Mr. BRYAN: Well, yeah. And the defense, more importantly, has to respect the potential threat of anybody who's wearing an eligible number on that particular play.

SIMON: Does this vastly increase the number of plays you can run?

Mr. BRYAN: You know, it's so funny that you ask that. Scientific American just did a study, and it takes your average offensive play from about 35 possible options to over 16,000 just on one formation. It is absolutely wild what it's going to do for the game.

SIMON: Now, I'm sure all of your football players are young scholars, but isn't that an awful lot of potential plays for them to have to know?

Mr. BRYAN: Yeah, it is. And, you know, you've got to make sure that you keep it simple. And we had to develop a system that was kind of a cookie cutter. So, the coaches and players that were going to learn the A-11 offense could see it, they could visualize it, it could be taught and learned at a rapid rate. So that was really critical.

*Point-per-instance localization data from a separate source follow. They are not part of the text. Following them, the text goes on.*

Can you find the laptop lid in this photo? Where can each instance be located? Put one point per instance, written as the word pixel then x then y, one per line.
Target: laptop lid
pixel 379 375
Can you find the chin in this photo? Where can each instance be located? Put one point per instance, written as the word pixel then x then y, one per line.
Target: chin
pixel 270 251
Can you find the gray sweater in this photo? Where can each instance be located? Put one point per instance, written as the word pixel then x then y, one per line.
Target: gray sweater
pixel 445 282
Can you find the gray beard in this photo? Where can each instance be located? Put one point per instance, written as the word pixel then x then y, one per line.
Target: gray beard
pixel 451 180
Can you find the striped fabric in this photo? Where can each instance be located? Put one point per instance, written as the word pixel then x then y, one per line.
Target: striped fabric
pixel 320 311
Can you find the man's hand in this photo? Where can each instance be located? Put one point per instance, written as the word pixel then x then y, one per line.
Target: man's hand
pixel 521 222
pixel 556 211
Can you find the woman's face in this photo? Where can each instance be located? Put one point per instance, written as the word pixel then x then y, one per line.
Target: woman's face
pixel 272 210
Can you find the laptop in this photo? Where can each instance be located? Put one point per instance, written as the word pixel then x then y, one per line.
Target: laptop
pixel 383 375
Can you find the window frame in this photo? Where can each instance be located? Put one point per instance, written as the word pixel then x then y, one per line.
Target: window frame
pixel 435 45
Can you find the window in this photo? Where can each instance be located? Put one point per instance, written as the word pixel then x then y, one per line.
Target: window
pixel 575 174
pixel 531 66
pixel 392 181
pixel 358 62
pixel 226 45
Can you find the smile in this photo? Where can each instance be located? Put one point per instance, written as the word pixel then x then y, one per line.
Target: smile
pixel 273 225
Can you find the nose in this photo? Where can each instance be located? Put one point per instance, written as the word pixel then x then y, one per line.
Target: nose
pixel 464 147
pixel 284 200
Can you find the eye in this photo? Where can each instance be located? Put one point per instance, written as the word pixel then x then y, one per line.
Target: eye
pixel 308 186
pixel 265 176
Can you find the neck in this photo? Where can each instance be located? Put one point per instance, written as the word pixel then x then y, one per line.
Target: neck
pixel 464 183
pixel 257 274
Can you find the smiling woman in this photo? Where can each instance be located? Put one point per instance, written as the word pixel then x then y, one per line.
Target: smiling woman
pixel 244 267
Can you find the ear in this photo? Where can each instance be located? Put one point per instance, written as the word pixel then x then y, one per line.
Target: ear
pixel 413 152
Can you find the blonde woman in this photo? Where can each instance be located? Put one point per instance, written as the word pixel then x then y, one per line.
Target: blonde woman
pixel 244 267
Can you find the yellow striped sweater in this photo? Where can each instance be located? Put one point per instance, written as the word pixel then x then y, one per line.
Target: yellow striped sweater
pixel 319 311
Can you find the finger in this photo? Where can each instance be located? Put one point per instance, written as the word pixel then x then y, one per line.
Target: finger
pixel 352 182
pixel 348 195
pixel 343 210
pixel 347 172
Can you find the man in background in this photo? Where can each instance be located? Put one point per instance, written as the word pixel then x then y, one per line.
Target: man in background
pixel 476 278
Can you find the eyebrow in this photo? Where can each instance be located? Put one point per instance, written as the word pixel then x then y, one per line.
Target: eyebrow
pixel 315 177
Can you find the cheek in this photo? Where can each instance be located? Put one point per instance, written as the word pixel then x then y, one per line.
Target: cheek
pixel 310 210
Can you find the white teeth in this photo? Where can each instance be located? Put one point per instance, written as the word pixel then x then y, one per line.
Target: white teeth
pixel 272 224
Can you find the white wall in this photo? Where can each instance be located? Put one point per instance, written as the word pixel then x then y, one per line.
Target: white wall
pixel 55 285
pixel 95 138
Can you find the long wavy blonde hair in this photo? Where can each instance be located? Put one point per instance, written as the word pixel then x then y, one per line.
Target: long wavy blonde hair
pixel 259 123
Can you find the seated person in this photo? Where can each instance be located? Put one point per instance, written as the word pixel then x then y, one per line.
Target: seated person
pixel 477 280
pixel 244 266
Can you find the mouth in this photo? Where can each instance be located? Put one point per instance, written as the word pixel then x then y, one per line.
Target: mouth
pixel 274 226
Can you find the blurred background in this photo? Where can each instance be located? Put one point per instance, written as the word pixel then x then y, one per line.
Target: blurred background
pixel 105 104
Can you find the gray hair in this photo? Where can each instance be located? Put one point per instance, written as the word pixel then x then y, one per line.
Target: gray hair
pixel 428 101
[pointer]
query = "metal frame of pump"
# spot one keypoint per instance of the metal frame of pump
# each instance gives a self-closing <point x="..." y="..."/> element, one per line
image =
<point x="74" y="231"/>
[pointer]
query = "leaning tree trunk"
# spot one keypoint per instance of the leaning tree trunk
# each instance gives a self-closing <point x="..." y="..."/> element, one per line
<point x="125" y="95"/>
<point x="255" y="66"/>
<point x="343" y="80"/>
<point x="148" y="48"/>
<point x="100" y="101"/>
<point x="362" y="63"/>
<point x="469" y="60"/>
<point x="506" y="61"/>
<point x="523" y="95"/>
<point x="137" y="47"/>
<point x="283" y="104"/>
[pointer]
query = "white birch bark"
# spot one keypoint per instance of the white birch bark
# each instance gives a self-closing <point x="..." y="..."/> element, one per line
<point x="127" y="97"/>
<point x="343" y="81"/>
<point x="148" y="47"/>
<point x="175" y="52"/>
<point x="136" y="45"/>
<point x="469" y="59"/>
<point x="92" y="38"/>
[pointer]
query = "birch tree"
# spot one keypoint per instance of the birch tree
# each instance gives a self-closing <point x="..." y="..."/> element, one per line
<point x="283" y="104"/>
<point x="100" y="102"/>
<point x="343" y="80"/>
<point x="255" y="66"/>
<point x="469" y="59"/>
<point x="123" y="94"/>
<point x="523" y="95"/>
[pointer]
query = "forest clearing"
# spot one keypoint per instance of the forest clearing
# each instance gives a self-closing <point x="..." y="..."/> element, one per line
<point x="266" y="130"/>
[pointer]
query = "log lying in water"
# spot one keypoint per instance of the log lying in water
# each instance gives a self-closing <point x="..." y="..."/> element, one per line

SIMON: Does it decrease injuries? I'm just guessing, because you have less of the ka-thunk ka-thunk against each other.

Mr. BRYAN: Yeah, it really does decrease injuries. And because the players are so spread out across the field of play, there's a lot less gang tackling, and a lot less what's called roll-ups. We did not suffer any major injuries last year on the offensive side of the ball due to contact.

SIMON: Really?

Mr. BRYAN: But the game is much faster and very exciting for the fans, so, everybody wins.

SIMON: I have to tell you, I logged on to your Web site to educate myself about the A-11, and it's a lot of fun.

Mr. BRYAN: One of the benefits that we found is that a lot of different players touch the football. And so it's easier to keep the attention of your players during practice and certainly throughout the game because they never know where the ball's coming to next play. And, you know, if you take a look at the history of football, it started as a very brutal, compacted game, and it slowly spread out. And if you take a look down the road at where it's going, the game is only going to become faster and even more spread out. And, you know, I want to see what's going to happen over the next 10 to 20 years as football reveals itself with this new dimension.

SIMON: What was your record last year, coach?

Mr. BRYAN: We finished seven and three, and then we made the playoffs and we ended the season seven and four. We lost to the champion, Las Lomas, in the playoff game.

SIMON: Well, I don't envy Sir Francis Drake.

Mr. BRYAN: Well, you know, we've got our work cut out for us. It's going to be a tough game. We're looking forward to it.

SIMON: Kurt Bryan, he's the varsity football coach for the Piedmont Highlanders in Piedmont, California. Coach Bryan thanks very much.

Mr. BRYAN: Thank you so much for having us.